THIRD PROPOSITION.

Whatever we know of sensations that deserves the name of science is included in the modifications of extension.

FOURTH PROPOSITION.

We can form no fixed idea of corporeal objects, nor make any observation on the sensible world, unless we are guided by the rule of extension.

These four propositions are nothing more than the enunciation of certain facts, the mere exposition of which is a sufficient demonstration.

14. Extension is the basis of geometry. This is evident, since geometry treats only of dimensions, and the idea of dimension is essential to extension.

When geometry treats of figures, it is still extension which it is treating of; for figures are only extension with certain limitations. The quadrilateral contains two triangles. To distinguish them, it is only necessary to draw their limit, which is the diagonal. The idea of figure is merely the idea of limited extension, and the figure is of this or that kind according to the nature of its limits. Consequently, the idea of figure is nothing new superadded to extension; but merely its application.

Moreover, limit or termination is not a positive idea; it is a pure negation. If I have extension and wish to form all the figures possible, I need not conceive any thing new, but only abstract what I have already; I do not add, but take away. Thus in the quadrilateral I obtain the conception of the triangle by abstracting one of the two equal parts into which it is divided by the diagonal. In the same manner I deduce the quadrilateral from a pentagon by abstracting the triangle formed by a line drawn from one of its angles to either of the opposite angles. These observations apply to all geometrical figures.

The idea of extension is like an immense ground on which we have only to draw limits in order to obtain whatever we want.

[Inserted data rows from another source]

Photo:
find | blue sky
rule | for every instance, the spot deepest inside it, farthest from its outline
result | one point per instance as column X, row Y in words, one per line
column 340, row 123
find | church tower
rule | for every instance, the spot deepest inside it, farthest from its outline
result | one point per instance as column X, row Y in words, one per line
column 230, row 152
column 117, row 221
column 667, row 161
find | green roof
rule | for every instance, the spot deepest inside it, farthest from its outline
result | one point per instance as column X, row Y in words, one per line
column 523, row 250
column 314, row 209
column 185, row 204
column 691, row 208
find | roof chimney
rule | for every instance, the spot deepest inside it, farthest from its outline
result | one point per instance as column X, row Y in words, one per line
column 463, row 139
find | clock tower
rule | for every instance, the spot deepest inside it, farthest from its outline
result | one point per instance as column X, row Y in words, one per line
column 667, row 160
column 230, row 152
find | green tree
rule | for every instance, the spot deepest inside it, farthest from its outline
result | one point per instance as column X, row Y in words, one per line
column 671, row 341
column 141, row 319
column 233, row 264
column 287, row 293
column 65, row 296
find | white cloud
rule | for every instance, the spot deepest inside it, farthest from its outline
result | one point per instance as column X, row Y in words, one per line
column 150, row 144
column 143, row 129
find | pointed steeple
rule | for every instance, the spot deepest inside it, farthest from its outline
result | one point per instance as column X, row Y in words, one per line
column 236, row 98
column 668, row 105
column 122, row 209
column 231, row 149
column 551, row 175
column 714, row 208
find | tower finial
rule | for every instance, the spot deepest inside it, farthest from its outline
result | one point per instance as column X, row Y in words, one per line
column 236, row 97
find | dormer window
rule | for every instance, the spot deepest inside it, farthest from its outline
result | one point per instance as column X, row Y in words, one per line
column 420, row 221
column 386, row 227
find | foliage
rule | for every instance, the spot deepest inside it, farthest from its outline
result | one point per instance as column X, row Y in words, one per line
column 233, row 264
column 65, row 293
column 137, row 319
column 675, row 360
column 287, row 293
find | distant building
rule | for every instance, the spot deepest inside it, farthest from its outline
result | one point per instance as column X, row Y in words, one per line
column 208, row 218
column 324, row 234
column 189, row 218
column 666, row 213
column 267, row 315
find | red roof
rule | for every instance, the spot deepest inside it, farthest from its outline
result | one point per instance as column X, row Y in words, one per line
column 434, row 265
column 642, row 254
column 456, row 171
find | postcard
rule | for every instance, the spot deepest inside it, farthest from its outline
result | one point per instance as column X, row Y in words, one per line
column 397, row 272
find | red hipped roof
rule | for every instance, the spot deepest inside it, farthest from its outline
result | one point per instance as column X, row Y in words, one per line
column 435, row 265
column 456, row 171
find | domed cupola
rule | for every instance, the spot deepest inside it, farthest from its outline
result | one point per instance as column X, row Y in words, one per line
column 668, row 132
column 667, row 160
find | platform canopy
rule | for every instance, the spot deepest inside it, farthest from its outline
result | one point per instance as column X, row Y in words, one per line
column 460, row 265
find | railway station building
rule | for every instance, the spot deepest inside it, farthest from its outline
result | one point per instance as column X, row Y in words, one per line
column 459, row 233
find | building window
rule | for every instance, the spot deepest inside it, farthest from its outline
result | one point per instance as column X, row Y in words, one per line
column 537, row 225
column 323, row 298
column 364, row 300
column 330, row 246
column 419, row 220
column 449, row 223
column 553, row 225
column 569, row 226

It does not follow from this that the understanding cannot proceed by addition or the synthetic method; for, just as the subtraction of one of the parts of the quadrilateral formed a triangle, so also the addition of two triangles with an equal side will produce a quadrilateral. And in the same way points produce lines, lines surfaces, and surfaces solids. In all these cases the idea of figure is that of limited extension, since the quantities which constitute it are merely extension with certain limitations.